When the December 7 Cohen sentencing memos discussed above are combined with the Jerome Corsi draft Statement of Offense, the Cohen Criminal Information filed with his guilty plea, the sentencing memo prepared by Cohen’s attorneys, and theheavily redacted Flynn sentencing memo, it is clear that Mueller’s zero in on provable Russian collusion is no “witch hunt.”

White House And Trump Response

Trump and the White House engaged in a bizarre embrace of alternative reality. Shortly after the release of the memorandums, Sarah Sanders released this statement:

“The government’s filings in Mr. Cohen’s case tell us nothing of value that wasn’t already known. Mr. Cohen has repeatedly lied and as the prosecution has pointed out to the court, Mr. Cohen is no hero.”

If that seems a bizarre denial, Trump took to Twitter to go even further down the gas lighting rabbit hole.

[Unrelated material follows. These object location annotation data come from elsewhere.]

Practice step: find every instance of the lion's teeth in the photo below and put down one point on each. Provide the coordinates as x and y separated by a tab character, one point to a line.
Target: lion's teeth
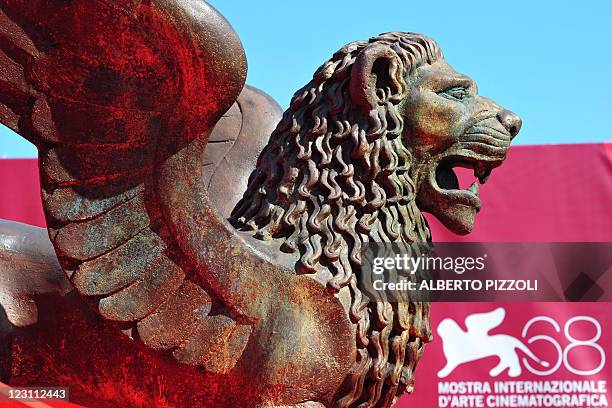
474	188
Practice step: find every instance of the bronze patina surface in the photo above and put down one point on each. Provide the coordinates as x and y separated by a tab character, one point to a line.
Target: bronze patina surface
210	244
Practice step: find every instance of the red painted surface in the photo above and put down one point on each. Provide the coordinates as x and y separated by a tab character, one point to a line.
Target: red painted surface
540	193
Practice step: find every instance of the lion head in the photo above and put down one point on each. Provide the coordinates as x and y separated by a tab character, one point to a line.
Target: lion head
365	148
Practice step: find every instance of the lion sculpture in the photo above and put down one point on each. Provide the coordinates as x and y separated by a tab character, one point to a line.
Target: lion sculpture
212	287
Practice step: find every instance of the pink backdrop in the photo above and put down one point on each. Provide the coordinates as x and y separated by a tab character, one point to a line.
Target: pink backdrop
541	193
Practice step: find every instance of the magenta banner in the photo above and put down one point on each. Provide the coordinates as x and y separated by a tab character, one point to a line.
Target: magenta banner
492	354
516	355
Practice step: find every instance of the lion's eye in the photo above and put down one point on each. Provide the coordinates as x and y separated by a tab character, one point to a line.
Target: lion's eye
457	93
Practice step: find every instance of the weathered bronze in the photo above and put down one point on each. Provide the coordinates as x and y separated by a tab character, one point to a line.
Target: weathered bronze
211	290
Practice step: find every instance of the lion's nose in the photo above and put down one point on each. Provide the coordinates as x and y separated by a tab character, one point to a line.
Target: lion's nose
510	120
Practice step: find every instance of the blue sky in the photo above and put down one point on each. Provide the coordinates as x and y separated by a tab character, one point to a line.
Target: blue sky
549	61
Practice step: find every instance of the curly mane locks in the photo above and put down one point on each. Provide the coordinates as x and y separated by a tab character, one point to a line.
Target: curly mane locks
334	176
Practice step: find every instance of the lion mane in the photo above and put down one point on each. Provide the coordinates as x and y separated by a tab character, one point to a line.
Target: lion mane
333	177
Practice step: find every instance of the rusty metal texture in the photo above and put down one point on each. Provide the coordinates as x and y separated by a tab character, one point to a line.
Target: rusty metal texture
210	243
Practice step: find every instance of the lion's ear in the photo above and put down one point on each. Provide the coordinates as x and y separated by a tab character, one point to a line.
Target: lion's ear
376	77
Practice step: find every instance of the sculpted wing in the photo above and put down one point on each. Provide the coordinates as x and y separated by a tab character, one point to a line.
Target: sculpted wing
120	98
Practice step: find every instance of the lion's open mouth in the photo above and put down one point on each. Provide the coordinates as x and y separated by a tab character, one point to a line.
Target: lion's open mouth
448	183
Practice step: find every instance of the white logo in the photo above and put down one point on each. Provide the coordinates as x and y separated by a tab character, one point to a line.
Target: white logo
465	346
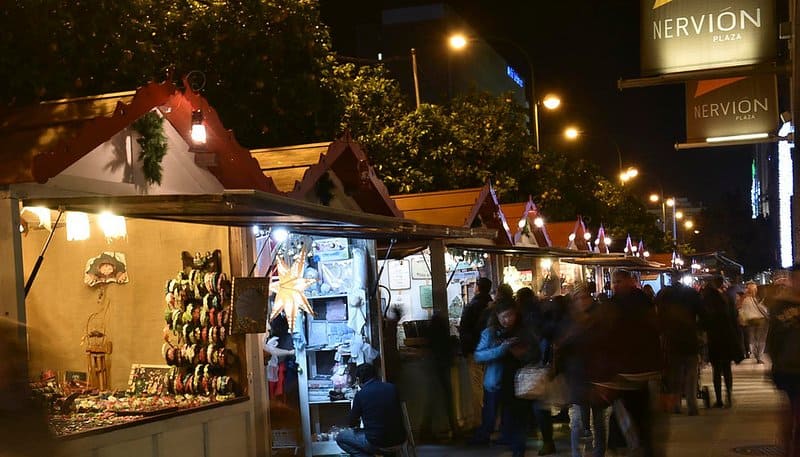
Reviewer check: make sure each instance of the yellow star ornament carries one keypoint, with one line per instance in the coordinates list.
(289, 297)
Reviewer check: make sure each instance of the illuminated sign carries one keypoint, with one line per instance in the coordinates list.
(731, 108)
(686, 35)
(785, 193)
(515, 76)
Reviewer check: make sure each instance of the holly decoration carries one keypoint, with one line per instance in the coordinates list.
(150, 128)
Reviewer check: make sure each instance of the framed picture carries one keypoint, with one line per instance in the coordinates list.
(399, 273)
(249, 298)
(108, 267)
(148, 379)
(426, 296)
(419, 268)
(327, 249)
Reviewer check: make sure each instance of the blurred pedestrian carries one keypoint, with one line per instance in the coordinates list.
(783, 346)
(504, 347)
(575, 347)
(442, 351)
(754, 315)
(679, 311)
(473, 321)
(719, 322)
(635, 335)
(537, 320)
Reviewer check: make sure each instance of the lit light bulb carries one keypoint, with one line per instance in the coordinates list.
(458, 41)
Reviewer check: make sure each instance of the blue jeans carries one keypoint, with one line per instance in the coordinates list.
(354, 442)
(578, 424)
(514, 421)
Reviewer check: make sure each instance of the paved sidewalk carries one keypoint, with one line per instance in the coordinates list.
(715, 433)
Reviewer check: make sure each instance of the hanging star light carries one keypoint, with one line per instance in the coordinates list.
(290, 297)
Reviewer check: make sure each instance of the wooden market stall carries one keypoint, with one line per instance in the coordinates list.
(83, 156)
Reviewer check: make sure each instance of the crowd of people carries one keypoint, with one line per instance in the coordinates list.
(632, 356)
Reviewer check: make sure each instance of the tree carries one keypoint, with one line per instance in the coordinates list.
(261, 60)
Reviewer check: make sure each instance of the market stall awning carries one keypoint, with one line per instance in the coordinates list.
(617, 261)
(245, 208)
(485, 245)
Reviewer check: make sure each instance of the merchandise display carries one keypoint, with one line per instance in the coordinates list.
(198, 320)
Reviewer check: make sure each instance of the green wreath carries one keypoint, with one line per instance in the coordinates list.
(150, 128)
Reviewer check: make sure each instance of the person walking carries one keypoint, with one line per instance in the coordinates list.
(719, 322)
(536, 321)
(754, 315)
(679, 310)
(783, 344)
(574, 348)
(504, 347)
(635, 335)
(473, 321)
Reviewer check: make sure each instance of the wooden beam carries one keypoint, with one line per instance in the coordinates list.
(11, 272)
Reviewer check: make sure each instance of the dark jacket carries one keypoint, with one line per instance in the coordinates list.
(576, 348)
(501, 364)
(719, 322)
(633, 333)
(473, 321)
(378, 405)
(783, 340)
(679, 311)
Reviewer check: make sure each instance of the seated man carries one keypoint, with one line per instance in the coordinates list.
(378, 405)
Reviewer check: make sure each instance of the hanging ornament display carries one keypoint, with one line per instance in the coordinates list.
(289, 297)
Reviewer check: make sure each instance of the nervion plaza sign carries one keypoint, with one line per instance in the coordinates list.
(731, 108)
(687, 35)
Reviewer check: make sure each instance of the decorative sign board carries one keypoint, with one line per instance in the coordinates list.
(689, 35)
(399, 272)
(250, 298)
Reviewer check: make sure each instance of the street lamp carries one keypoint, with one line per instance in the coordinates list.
(458, 42)
(572, 133)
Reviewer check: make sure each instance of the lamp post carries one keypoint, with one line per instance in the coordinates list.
(572, 133)
(459, 41)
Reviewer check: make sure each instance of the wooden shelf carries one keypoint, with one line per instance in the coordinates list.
(325, 448)
(337, 402)
(317, 297)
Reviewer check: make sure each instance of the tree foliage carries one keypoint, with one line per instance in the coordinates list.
(268, 68)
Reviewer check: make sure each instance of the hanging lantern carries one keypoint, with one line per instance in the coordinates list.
(198, 128)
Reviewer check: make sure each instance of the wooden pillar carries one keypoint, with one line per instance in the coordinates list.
(439, 277)
(12, 281)
(242, 256)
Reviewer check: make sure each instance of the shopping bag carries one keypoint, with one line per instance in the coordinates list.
(530, 382)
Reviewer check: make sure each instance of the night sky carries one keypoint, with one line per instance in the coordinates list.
(580, 49)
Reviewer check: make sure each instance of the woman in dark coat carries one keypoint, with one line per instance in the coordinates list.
(574, 348)
(720, 324)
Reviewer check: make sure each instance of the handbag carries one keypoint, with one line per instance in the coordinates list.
(531, 382)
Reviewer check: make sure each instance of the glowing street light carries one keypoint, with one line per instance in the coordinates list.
(551, 101)
(571, 133)
(458, 41)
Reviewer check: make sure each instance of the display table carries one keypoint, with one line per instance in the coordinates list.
(218, 429)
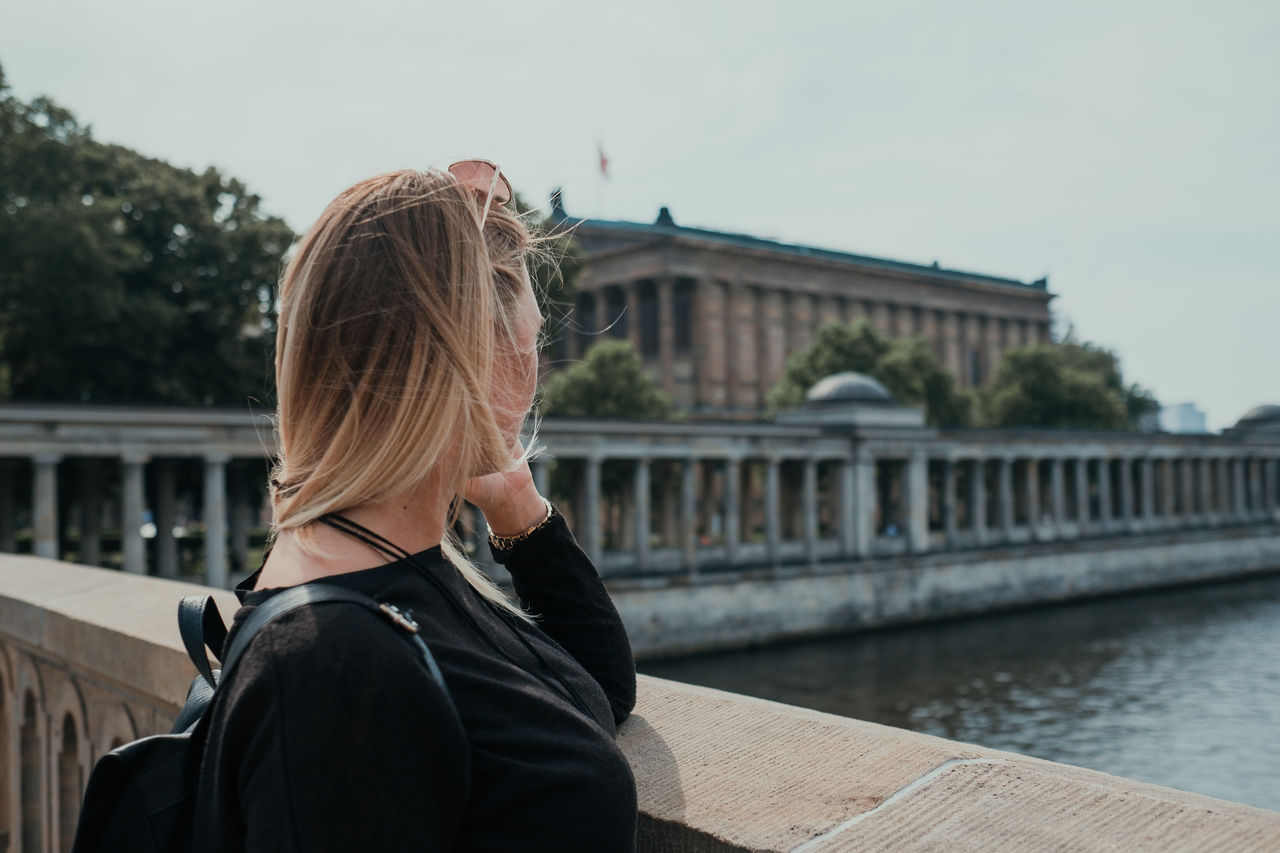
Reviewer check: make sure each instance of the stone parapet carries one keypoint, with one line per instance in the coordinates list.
(90, 657)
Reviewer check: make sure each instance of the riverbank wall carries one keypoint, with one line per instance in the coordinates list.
(91, 657)
(731, 610)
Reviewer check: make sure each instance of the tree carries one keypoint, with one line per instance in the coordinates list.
(1064, 386)
(609, 382)
(123, 278)
(906, 366)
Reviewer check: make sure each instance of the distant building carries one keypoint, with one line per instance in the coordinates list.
(1182, 418)
(716, 315)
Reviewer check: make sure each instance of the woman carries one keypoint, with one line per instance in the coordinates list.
(406, 363)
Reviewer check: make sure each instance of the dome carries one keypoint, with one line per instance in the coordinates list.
(1261, 418)
(848, 388)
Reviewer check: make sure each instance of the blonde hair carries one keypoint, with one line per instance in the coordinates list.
(393, 311)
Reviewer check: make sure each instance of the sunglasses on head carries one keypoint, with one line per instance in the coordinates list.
(487, 179)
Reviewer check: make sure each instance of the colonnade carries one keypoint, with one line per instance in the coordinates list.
(227, 509)
(679, 497)
(872, 498)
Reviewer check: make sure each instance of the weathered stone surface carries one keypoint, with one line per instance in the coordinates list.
(737, 609)
(726, 772)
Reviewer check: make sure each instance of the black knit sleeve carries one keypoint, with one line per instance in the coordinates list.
(348, 743)
(556, 580)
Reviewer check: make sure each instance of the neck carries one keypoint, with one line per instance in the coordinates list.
(414, 521)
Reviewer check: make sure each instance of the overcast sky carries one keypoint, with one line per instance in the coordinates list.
(1128, 150)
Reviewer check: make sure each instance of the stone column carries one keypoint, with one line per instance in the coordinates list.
(44, 505)
(848, 509)
(1256, 489)
(1057, 495)
(689, 514)
(133, 500)
(772, 507)
(1105, 493)
(1269, 487)
(1005, 497)
(952, 359)
(1127, 505)
(640, 497)
(949, 501)
(1206, 491)
(734, 366)
(732, 509)
(864, 502)
(631, 293)
(215, 520)
(8, 534)
(1168, 496)
(1082, 495)
(1033, 509)
(1223, 482)
(592, 538)
(1148, 491)
(667, 333)
(91, 514)
(918, 501)
(1239, 510)
(167, 515)
(978, 500)
(810, 510)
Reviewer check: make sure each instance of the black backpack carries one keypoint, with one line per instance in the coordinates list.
(141, 797)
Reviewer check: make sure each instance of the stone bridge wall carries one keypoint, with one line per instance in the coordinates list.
(91, 657)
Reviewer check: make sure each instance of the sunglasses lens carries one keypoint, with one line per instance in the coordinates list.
(479, 174)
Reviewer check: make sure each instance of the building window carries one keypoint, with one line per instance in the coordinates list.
(648, 320)
(682, 310)
(616, 311)
(584, 322)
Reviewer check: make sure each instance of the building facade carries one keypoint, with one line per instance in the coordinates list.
(716, 315)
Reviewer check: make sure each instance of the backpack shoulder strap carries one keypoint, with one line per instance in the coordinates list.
(320, 593)
(201, 625)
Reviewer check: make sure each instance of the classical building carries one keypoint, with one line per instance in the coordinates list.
(716, 315)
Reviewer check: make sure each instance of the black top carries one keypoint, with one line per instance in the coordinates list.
(332, 735)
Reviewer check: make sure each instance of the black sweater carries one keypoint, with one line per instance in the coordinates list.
(330, 735)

That rates a “wow.” In fact, the SDNY United States Attorney’s Office as directly as possible accused Trump of campaign financing fraud. The SCO’s sentencing memo:

  1. For the first time revealed that representatives of the Russian government were telling Trump they wanted to help his election (and his business bottom line) as early as Fall 2015.
  2. Cohen provided useful information related to “core” matters of the collusion investigation.
  3. Cohen provided useful information of dealings within the Administration, after Trump was President, that likely included . . .
  4. Coordinating his false testimony to Congress about the Trump Tower Moscow deal Trump was working with Russians on even after he had secured the Republican nomination.

Perhaps the biggest story is the mental fitness of a man who is denying all that is happening around him. As Mueller’s offense steadily moves the ball, Trump is claiming the quarterback was sacked on 4th down.